Given a set of n activities with their start and finish times, we need to select maximum number of non-conflicting activities that can be performed by a single person, given that the person can handle only one activity at a time.

- Time complexity of Brute Force Approach: O(2^N)
- Time complexity of Greedy Algorithm: O(N logN)

# Problem 9

A maximal clique is a clique that cannot be extended by including one more adjacent vertex, that is, a clique which does not exist exclusively within the vertex set of a larger clique.

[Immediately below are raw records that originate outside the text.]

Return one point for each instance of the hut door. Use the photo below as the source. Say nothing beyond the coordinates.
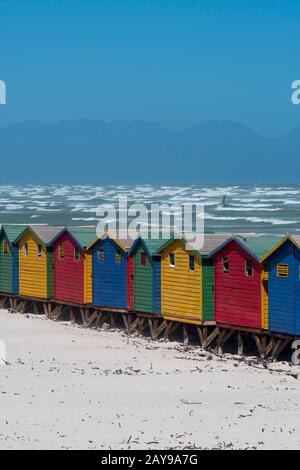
(265, 296)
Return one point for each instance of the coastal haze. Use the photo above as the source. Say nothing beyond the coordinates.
(263, 209)
(87, 151)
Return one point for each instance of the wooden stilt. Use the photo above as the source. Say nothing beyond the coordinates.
(186, 339)
(160, 329)
(210, 338)
(124, 318)
(241, 343)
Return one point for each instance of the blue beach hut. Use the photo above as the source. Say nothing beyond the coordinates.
(284, 286)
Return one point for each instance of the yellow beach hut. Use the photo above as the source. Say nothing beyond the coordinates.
(187, 280)
(36, 261)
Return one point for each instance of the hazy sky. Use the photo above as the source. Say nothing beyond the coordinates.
(174, 62)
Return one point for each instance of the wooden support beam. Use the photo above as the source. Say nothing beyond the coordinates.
(45, 306)
(241, 347)
(186, 339)
(150, 324)
(168, 329)
(279, 347)
(133, 325)
(210, 338)
(72, 315)
(220, 341)
(269, 348)
(141, 325)
(124, 318)
(200, 335)
(113, 320)
(160, 329)
(82, 314)
(98, 319)
(259, 346)
(92, 318)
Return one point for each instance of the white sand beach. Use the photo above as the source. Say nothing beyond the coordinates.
(65, 387)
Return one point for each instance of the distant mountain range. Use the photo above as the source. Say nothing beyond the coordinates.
(138, 152)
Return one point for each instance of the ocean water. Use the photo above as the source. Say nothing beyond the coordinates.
(263, 209)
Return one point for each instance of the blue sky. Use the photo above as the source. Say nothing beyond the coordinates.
(174, 62)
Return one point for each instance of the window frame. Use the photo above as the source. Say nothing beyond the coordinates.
(225, 260)
(101, 258)
(118, 256)
(39, 250)
(172, 264)
(61, 249)
(25, 250)
(282, 265)
(76, 250)
(192, 263)
(248, 260)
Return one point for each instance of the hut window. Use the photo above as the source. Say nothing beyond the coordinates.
(283, 271)
(25, 249)
(192, 263)
(61, 252)
(101, 255)
(249, 268)
(266, 267)
(172, 260)
(226, 265)
(118, 256)
(76, 254)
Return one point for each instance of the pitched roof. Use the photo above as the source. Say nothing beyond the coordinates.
(83, 235)
(12, 232)
(151, 246)
(256, 245)
(210, 243)
(124, 244)
(295, 239)
(44, 233)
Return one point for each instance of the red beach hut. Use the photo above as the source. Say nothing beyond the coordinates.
(73, 266)
(241, 286)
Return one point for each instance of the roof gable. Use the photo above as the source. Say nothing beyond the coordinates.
(256, 245)
(151, 247)
(106, 237)
(12, 232)
(295, 239)
(44, 234)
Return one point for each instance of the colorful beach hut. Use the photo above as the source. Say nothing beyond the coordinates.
(9, 258)
(112, 272)
(36, 261)
(284, 286)
(187, 280)
(73, 265)
(241, 281)
(147, 275)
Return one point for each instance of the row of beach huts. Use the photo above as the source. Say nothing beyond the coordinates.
(248, 281)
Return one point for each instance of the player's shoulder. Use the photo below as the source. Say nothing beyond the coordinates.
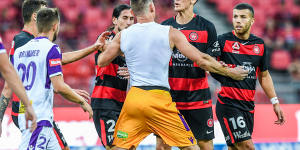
(256, 39)
(203, 20)
(226, 36)
(168, 21)
(21, 39)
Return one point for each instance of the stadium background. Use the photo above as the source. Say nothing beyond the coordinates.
(277, 22)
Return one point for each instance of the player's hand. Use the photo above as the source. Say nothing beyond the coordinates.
(30, 115)
(87, 108)
(223, 64)
(101, 40)
(83, 94)
(123, 71)
(280, 117)
(0, 128)
(238, 73)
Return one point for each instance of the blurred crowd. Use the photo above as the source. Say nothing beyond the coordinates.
(277, 21)
(82, 21)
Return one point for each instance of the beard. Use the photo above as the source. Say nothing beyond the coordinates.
(245, 29)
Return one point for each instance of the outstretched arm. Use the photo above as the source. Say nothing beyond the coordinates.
(266, 83)
(204, 61)
(110, 52)
(70, 57)
(14, 82)
(64, 90)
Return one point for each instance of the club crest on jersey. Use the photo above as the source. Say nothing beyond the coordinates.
(193, 36)
(54, 62)
(256, 49)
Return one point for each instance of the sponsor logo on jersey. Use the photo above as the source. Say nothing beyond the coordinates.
(256, 49)
(193, 36)
(55, 62)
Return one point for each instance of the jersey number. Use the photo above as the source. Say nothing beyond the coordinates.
(28, 73)
(239, 122)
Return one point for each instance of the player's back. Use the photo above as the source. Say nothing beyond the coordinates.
(147, 52)
(32, 61)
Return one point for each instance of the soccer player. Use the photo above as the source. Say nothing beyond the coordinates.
(29, 11)
(188, 82)
(13, 81)
(110, 88)
(148, 107)
(235, 105)
(39, 64)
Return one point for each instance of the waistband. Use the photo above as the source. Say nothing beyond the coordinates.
(147, 88)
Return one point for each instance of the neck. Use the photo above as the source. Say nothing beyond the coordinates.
(116, 30)
(48, 35)
(31, 28)
(145, 18)
(185, 16)
(244, 36)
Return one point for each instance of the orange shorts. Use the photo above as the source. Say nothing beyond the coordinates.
(152, 111)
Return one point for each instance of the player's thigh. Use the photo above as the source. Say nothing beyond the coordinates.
(105, 121)
(171, 126)
(201, 122)
(60, 137)
(236, 124)
(40, 139)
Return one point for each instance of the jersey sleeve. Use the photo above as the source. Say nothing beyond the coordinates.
(54, 62)
(264, 63)
(221, 42)
(213, 46)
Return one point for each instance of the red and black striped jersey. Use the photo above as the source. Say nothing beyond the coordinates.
(251, 54)
(110, 88)
(188, 82)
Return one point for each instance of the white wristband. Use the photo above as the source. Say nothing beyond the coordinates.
(274, 100)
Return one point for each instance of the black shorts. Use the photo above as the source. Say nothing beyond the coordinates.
(237, 125)
(105, 121)
(201, 122)
(61, 140)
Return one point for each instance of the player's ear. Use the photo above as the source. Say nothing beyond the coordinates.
(114, 20)
(55, 26)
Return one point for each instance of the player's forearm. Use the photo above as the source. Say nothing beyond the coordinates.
(70, 57)
(15, 84)
(266, 83)
(208, 63)
(66, 91)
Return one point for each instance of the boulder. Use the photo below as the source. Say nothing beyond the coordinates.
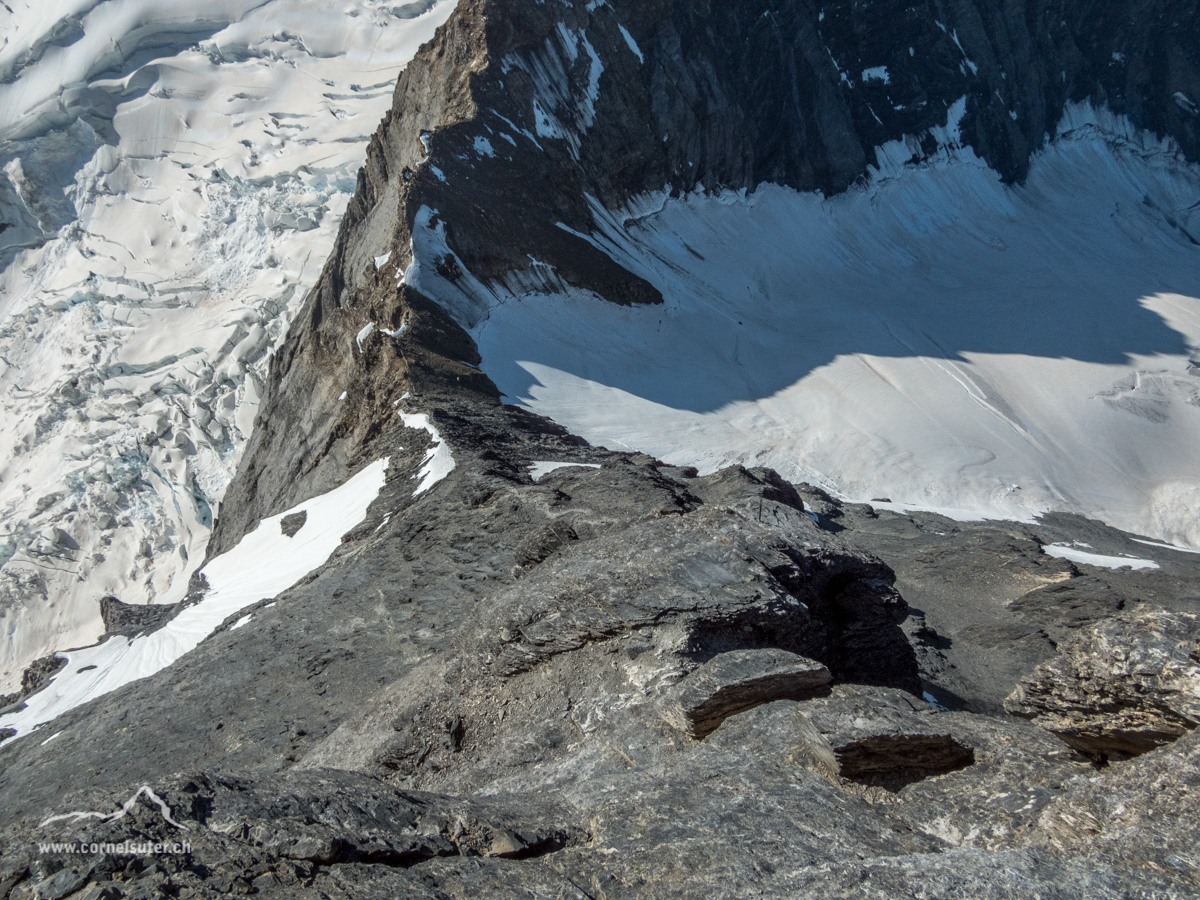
(1119, 689)
(733, 682)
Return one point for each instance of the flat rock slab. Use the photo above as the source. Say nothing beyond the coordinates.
(883, 737)
(731, 683)
(1121, 688)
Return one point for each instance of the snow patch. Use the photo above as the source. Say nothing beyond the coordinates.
(173, 180)
(263, 564)
(364, 335)
(934, 336)
(1066, 551)
(544, 467)
(438, 460)
(633, 45)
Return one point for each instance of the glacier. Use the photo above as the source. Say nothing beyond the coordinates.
(171, 186)
(931, 339)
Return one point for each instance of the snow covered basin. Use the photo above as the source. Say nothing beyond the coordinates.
(935, 339)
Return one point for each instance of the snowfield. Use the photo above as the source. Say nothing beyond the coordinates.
(171, 186)
(934, 339)
(264, 563)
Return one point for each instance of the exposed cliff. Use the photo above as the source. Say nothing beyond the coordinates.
(539, 667)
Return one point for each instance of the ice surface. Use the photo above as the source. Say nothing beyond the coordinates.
(633, 43)
(935, 336)
(438, 459)
(1066, 551)
(544, 467)
(263, 564)
(172, 179)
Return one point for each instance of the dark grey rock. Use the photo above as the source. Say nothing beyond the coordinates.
(465, 701)
(293, 523)
(737, 681)
(1121, 688)
(131, 619)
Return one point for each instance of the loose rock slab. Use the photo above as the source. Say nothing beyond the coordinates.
(731, 683)
(1122, 688)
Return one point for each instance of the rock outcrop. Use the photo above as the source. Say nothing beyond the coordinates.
(467, 699)
(737, 681)
(1127, 685)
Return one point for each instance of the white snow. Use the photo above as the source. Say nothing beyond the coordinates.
(633, 43)
(1165, 546)
(484, 147)
(935, 336)
(544, 467)
(438, 460)
(263, 564)
(173, 179)
(364, 334)
(1066, 551)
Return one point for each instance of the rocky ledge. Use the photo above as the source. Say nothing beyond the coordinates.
(562, 671)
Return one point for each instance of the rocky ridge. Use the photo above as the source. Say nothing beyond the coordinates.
(619, 678)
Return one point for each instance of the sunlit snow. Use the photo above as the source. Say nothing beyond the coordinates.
(935, 336)
(264, 563)
(544, 467)
(1066, 551)
(172, 179)
(438, 459)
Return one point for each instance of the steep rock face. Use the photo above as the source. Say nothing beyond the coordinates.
(519, 115)
(511, 637)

The problem is to find a single Maximal Clique.

- Time complexity of Brute Force Approach: O(2^V)
- Time complexity of Greedy Algorithm: O(V^2)

# Problem 10

Given a number N, the problem is to count the maximum number of composite numbers that sum up to N. First few composite numbers are 4, 6, 8, 9, 10, 12, 14, 15...

- Time complexity of Brute Force Approach: O(2^N)
- Time complexity of Greedy Algorithm: O(1)

N = 15 => 6 + 9

15 can be split into 6 + 9, so the output of 15 will be 2.

# Problem 11

The problem we will solve is that given a number N, we need to find the minimum number of fibonacci numbers required that sums up to a given number N. Note a fibonacci number can be repeated.

- Time complexity of Brute Force Approach: O(N)
- Time complexity of Greedy Algorithm: O(log N)

Suppose you are given :

N = 14

so, the number of terms required would be 2, as 1+13, 8+5+1, 3+5+5+1 and many others can sum up to 14, but minimum number of terms required are 2.

With this, you must have a good practice of Greedy Algorithms.